Um texto sobre aborto
Certo dia, passando as postagens em meu Facebook, encontrei uma publicação bastante interessante e resolvi expô-la neste artigo. Pensei muito antes de decidir comentar essa publicação. Mas, como meu senso crítico falou muito mais alto, então, lá vai.
Curiosamente, a autora da dita publicação começou a mesma demonstrando receio em polemizar: “Eu pensei em não postar, pra evitar a polêmica, mas polêmica, aqui estou!”. E continuou: “Por que legalizar o aborto é importante?”. Tenho essa frase como um título. Desde já, adianto que a autora se mostrou favorável à descriminalização da prática de aborto. Assim ela introduziu: “Entre o debate que se deu entre a ‘proteção a vida’ e a ‘liberdade do corpo’, fico refletindo porque seria importante legalizar o aborto. Os argumentos são os mais distintos para ambos os lados, mas o que me faz pender para a legalização são motivos que pouco vejo levantadas as bandeiras. O primeiro deles é a condição do bebê após o parto.
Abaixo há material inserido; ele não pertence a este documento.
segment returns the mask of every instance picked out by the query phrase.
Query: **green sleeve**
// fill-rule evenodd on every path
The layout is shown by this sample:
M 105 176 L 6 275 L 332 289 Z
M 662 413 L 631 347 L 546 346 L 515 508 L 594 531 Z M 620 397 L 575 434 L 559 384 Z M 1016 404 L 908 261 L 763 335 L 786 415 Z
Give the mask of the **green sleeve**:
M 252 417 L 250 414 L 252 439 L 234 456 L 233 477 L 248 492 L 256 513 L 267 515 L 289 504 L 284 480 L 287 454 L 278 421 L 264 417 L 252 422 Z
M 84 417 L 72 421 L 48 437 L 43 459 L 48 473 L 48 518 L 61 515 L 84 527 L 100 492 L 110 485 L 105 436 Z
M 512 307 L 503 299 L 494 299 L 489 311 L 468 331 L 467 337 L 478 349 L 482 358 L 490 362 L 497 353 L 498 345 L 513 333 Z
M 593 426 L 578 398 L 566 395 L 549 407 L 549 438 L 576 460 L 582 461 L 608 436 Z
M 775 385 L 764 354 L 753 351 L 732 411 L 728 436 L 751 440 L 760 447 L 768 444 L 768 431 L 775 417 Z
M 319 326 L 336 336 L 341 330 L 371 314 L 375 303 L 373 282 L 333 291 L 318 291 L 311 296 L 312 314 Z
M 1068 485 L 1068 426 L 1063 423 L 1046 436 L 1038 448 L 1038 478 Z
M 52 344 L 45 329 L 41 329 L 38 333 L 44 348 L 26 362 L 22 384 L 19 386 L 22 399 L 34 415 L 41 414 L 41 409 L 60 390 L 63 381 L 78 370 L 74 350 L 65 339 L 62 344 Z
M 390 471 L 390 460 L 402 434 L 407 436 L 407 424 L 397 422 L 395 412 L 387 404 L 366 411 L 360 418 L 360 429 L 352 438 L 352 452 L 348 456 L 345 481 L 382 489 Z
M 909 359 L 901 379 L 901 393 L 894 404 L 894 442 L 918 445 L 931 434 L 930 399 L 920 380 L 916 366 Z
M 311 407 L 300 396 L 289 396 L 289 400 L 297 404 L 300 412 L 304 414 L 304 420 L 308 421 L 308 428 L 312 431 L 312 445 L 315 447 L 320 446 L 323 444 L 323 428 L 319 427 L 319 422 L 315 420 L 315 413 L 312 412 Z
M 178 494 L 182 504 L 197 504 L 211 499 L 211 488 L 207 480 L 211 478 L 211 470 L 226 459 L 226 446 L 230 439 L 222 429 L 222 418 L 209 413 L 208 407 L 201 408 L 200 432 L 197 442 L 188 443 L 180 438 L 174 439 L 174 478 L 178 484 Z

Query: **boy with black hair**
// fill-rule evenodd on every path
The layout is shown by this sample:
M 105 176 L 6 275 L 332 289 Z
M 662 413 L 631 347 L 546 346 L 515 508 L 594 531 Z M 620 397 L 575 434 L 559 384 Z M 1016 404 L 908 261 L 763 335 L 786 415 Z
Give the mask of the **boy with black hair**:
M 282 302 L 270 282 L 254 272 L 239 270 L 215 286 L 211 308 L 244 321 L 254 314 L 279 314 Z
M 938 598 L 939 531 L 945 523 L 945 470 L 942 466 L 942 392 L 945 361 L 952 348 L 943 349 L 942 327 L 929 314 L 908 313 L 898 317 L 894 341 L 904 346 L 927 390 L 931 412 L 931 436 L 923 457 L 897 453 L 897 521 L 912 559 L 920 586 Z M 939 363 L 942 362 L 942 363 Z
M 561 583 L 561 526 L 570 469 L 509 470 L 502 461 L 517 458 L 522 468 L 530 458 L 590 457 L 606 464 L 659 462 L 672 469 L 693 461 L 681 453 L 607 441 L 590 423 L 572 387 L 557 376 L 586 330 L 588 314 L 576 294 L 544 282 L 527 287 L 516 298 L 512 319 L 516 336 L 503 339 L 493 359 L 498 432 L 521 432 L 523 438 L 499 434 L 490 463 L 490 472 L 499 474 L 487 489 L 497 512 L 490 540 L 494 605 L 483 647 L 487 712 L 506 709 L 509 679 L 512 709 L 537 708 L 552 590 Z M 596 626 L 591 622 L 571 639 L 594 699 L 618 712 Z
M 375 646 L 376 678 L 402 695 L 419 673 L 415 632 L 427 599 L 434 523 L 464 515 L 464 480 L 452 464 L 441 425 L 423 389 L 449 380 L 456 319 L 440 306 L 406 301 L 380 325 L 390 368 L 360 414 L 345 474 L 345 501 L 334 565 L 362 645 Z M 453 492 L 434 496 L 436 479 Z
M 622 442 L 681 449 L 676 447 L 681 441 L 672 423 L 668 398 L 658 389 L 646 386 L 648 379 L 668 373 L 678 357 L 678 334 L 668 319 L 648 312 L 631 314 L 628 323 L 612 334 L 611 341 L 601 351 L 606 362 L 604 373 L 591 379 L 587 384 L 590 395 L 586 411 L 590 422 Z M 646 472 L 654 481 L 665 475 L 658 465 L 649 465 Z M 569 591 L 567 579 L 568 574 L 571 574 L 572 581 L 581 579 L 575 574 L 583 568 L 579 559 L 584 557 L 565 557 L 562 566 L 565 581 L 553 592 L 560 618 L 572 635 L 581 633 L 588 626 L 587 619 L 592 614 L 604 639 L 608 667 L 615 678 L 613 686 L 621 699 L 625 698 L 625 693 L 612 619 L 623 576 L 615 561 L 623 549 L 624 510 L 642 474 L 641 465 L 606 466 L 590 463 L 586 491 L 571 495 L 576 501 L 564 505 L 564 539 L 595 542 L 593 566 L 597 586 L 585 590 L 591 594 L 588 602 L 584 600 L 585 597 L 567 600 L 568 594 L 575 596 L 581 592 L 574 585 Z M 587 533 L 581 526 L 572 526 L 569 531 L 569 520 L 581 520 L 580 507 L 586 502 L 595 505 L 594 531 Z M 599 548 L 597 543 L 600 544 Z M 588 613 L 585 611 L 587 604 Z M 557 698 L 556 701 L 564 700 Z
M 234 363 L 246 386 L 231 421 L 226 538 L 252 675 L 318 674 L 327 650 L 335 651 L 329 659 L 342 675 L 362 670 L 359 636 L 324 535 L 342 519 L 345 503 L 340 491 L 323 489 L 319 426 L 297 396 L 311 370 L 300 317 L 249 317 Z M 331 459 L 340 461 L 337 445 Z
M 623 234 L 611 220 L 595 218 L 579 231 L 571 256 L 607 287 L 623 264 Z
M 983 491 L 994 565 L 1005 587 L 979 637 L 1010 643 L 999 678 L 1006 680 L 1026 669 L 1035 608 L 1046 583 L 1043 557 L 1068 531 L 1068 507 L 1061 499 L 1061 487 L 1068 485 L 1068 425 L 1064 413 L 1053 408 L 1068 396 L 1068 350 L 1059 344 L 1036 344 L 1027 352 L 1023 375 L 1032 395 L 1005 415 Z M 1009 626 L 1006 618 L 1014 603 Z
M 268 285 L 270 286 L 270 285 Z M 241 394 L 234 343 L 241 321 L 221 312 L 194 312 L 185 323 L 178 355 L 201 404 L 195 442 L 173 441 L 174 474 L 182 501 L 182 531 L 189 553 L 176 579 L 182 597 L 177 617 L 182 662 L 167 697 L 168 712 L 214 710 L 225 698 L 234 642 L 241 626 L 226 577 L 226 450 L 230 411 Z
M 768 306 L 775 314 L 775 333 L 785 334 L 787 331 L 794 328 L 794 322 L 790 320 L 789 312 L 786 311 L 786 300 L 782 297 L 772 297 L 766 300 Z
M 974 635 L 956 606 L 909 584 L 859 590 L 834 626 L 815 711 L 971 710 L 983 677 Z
Por mais que sim, existam métodos contraceptivos de fácil acesso, nós não podemos nos esquecer de que TODOS, TODOS eles tem uma margem de erro (exceto o celibato). Em um país onde os adolescentes consideram uma brincadeira divertida entrar na farmácia para furar os pacotes de camisinha, o percentual de falhas aumenta muito. Outro detalhe importante é que a contracepção não é responsabilidade apenas da mulher - essa é uma visão machista que não deveria ser perpetuada - é uma responsabilidade do casal (esteja ele casado há 20 anos ou um encontro fugaz de carnaval).”.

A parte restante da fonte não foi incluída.